Estaba visiblemente incómodo para encontrarse frente a frente conmigo. Y era bastante divertido porque en realidad él era el escritor famoso, el tipo que firmaba autógrafos en la calle, que comía con su banquero y que vendía sus estados de ánimo en los grandes almacenes. Era él de quien hablaban, el autor más interesante de los últimos diez años. Pero se sentía incómodo delante de mí y yo lo entendía, se encontraba un poco en la situación de un tipo vestido con esmoquin blanco y que tiene que descargar sacos de carbón: no se hallaba en su elemento.
Como el silencio era demasiado espeso para su gusto, se puso a hojear nerviosamente su libreta.
– De todas maneras llevas excesivo retraso -dijo-. No tienes ninguna oportunidad.
Precisamente en aquel momento empezaron a llegar los demás. Z. recuperó la sonrisa.
– No -añadió-, empezaste en serio un poco tarde…
Saltó de su máquina para hacer pasar la última serie de pruebas. Al final, se volvió hacia mí:
– Al menos, la del honor -dijo.
– Ah, de acuerdo, con eso no admito bromas -dije.
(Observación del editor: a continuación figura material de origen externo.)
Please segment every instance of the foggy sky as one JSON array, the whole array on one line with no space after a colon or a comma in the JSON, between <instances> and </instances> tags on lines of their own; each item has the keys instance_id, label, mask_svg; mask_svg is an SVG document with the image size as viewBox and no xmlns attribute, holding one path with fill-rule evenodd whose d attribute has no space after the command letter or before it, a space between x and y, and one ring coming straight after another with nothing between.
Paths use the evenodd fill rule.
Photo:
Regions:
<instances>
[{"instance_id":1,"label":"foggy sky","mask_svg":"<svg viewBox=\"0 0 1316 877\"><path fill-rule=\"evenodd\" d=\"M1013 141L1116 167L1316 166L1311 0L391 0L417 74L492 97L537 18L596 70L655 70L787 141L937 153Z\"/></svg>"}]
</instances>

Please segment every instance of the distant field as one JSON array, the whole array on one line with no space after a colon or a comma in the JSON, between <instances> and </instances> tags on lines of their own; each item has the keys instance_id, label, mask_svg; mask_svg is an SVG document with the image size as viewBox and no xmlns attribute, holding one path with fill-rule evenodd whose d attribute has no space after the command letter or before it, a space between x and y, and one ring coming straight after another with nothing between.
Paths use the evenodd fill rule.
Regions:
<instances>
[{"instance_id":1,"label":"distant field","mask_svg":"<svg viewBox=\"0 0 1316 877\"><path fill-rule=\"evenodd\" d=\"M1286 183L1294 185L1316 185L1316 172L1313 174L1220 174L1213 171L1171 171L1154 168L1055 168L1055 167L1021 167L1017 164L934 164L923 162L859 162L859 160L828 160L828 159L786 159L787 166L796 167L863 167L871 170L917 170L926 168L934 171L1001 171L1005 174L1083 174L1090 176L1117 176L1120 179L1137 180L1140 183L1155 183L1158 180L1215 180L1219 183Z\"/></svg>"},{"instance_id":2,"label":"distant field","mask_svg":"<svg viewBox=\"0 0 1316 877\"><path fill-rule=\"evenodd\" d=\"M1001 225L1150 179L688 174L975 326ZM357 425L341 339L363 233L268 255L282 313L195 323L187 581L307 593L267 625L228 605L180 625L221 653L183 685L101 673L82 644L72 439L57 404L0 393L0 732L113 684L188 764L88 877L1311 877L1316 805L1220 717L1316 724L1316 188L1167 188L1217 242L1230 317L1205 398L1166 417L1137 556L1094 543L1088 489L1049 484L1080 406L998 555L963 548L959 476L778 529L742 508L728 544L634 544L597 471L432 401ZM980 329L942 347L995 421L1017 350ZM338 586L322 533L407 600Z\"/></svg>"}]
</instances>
Los otros estaban a nuestro alrededor y charlaban. Z. elevó el tono de voz:
– Por cierto, me he enterado de que pronto va a salir lo tuyo, ¿no?
– Sí -dije yo.
– Y sigues con ese estilo un poco… ¿cómo decirlo…?, ¿un poco especial?
Su sonrisa iba de oreja a oreja.
– Bueno, a ver, ¿de qué va tu prueba? -le pregunté.
– No temas. Es una cosa que puedes hacer fácilmente. No voy a pedirte que escribas una frase correctamente. No pido cosas imposibles.
Era evidente que sentía un inmenso placer diciendo esas tonterías, sin duda acababa de recordar que era él quien hacía y deshacía. Colocó en el suelo un cubo pequeño, a unos diez metros de mí, y me dio una bola de madera, bastante pesada, como para jugar al croquet.
– Trata de meterla en el cubo -me dijo.
– ¿Con la mano izquierda?
– Ah, bueno… Espera, buscaré algo que esté más acorde con tus habilidades.
Entró en la casa y al cabo de un segundo volvió a salir con una cubeta de plástico de casi un metro de lado. Muy divertido, la cambió por el cubo.